BUG: fix an unintended exception being raised when attempting to compare two unequal `Table` instances. #15845

neutrinoceros · 2024-01-10T15:35:11Z

Description

Will fix #13421

The essence of the patch is to wrap existing logic in a try/except block as discussed in the issue, but I also tried to reduce code duplication, which resulted in a larger diff.

The test is also incomplete at the moment (see embedded comment). I'll come back to it when I'm confident that the current state survives CI.

By checking this box, the PR author has requested that maintainers do NOT use the "Squash and Merge" button. Maintainers should respect this when possible; however, the final decision is at the discretion of the maintainer that merges the PR.

github-actions · 2024-01-10T15:35:38Z

github-actions · 2024-01-10T15:35:42Z

👋 Thank you for your draft pull request! Do you know that you can use [ci skip] or [skip ci] in your commit messages to skip running continuous integration tests until you are ready?

pllim · 2024-01-10T16:12:12Z

docs/changes/table/15845.bugfix.rst

Might want to add a few more words on what behavior was actually fixed. Thanks!

better now ?

The original example in #13421 is a little confusing because it has two different things, the length and the column names. As noted earlier comparing a length=2 and length=3 table will fail in a different way. So maybe this test should only change one thing at a time. Or maybe test the three cases:

Data same, names different

Data different, names same

Data different, names different

neutrinoceros · 2024-01-11T09:30:44Z

astropy/table/table.py

+        eq = self.__eq__(other)
+        if isinstance(eq, bool):
+            # bitwise operators on bool values not reliable (e.g. `bool(~True) == True`)
+            # and are deprecated in Python 3.12
+            # see https://github.com/python/cpython/pull/103487
+            return not eq
+        else:
+            return ~eq


this fixes a secondary buglet that I discovered with the test I added. I made an attempt at separating it into its own PR, but I couldn't find a way to test it without fixing the first bug too. I could however move it to a follow up PR if requested.

Good catch.

taldcroft

@neutrinoceros - overall this looks nice! I have a number of comments, some nit-picky. 😄

taldcroft · 2024-01-11T11:55:33Z

astropy/table/table.py

+        eq = self.__eq__(other)
+        if isinstance(eq, bool):
+            # bitwise operators on bool values not reliable (e.g. `bool(~True) == True`)
+            # and are deprecated in Python 3.12
+            # see https://github.com/python/cpython/pull/103487
+            return not eq
+        else:
+            return ~eq


Good catch.

taldcroft · 2024-01-11T11:59:23Z

astropy/table/table.py

+        try:
+            self_is_masked = self.has_masked_columns
+            other_is_masked = isinstance(other, np.ma.MaskedArray)
+            if (self_is_masked + other_is_masked) == 1:


I'm not a fan of relying on the int value of bool. Basically this is the XOR, which doesn't exist in Python but for bools can be written as below:

Suggested change

if (self_is_masked + other_is_masked) == 1:

# One table is masked and the other is not

if self_is_masked != other_is_masked:

agreed, that's cleaner. Thank you !

I agree that if (self_is_masked + other_is_masked) == 1: isn't the best code, but interpreting True as 1 and False as 0 is safe.

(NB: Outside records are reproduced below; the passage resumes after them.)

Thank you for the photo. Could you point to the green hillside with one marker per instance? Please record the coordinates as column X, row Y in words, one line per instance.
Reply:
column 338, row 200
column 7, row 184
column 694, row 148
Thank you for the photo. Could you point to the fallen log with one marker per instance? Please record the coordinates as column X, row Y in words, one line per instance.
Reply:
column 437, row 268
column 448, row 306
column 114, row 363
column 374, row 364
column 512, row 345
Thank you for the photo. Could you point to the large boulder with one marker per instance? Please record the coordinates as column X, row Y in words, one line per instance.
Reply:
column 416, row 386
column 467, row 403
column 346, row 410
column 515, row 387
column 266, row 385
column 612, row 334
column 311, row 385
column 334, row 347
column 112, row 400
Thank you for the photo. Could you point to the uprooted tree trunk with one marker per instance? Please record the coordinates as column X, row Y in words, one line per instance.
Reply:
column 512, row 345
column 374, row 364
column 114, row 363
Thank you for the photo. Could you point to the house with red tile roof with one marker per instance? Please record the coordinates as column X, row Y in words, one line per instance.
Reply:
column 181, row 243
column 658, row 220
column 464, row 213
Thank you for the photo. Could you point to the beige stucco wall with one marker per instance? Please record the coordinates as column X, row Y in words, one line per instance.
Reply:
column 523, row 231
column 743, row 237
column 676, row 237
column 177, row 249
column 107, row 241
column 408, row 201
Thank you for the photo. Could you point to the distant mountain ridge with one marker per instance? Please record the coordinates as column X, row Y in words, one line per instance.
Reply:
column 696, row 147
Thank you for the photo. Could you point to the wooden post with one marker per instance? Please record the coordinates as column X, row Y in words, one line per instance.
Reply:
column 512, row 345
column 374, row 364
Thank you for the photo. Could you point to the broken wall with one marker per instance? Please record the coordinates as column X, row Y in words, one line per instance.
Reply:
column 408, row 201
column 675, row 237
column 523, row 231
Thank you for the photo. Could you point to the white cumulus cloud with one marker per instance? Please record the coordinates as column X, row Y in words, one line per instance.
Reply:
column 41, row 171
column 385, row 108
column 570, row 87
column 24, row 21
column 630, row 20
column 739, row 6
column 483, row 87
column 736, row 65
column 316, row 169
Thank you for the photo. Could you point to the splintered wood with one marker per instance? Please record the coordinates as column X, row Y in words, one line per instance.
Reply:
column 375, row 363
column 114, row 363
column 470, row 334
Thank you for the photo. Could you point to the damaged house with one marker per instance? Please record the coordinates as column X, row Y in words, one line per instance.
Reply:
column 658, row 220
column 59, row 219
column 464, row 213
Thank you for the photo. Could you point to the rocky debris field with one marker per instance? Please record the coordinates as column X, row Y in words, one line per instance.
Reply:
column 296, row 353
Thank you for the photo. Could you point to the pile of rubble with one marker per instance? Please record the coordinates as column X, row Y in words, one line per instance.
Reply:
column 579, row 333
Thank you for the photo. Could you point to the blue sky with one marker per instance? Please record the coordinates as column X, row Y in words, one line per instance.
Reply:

>>> issubclass(bool, int) True

I don't know if the XOR operator ^ should be preferred over != here, but it does exist:

>>> for x in (True, False): ... for y in (True, False): ... print(f"{x = }, {y = }, {x ^ y = }") ... x = True, y = True, x ^ y = False x = True, y = False, x ^ y = True x = False, y = True, x ^ y = True x = False, y = False, x ^ y = False

oh ! I think I learned about it a while back but probably never encountered it in production. It's indeed a perfect use case, but I'm still hesitant to use it since it's so rarely seen that it might affect readability.

I agree that it is "safe", but I've always thought of it as an accidental implementation detail not a feature. As we get more into typing it just feels wrong. There is no argument that the strict rules say that bool + bool => int, but it feels ugly.

That's funny about the ^ XOR. I wasn't sure so I googled it and got to a stackoverflow page that said it doesn't exist. Go figure, and I learned something new today. Definitely using that is better than !=.

I won't debate further, I'm too happy that I get to use something that feels new 😄

taldcroft · 2024-01-11T11:59:44Z

astropy/table/table.py

+            self_is_masked = self.has_masked_columns
+            other_is_masked = isinstance(other, np.ma.MaskedArray)
+            if (self_is_masked + other_is_masked) == 1:
+                # remap variables to a and b where a is masked and b isn't


Nice refactor to remove duplication!

taldcroft · 2024-01-11T12:05:16Z

astropy/table/table.py

+        except TypeError:
+            # numpy may complain that structured array are not comparable
+            # see https://github.com/astropy/astropy/issues/13421
+            return False


There is also the potential for a ValueError if the tables are not broadcastable (this was also previously a warning). E.g.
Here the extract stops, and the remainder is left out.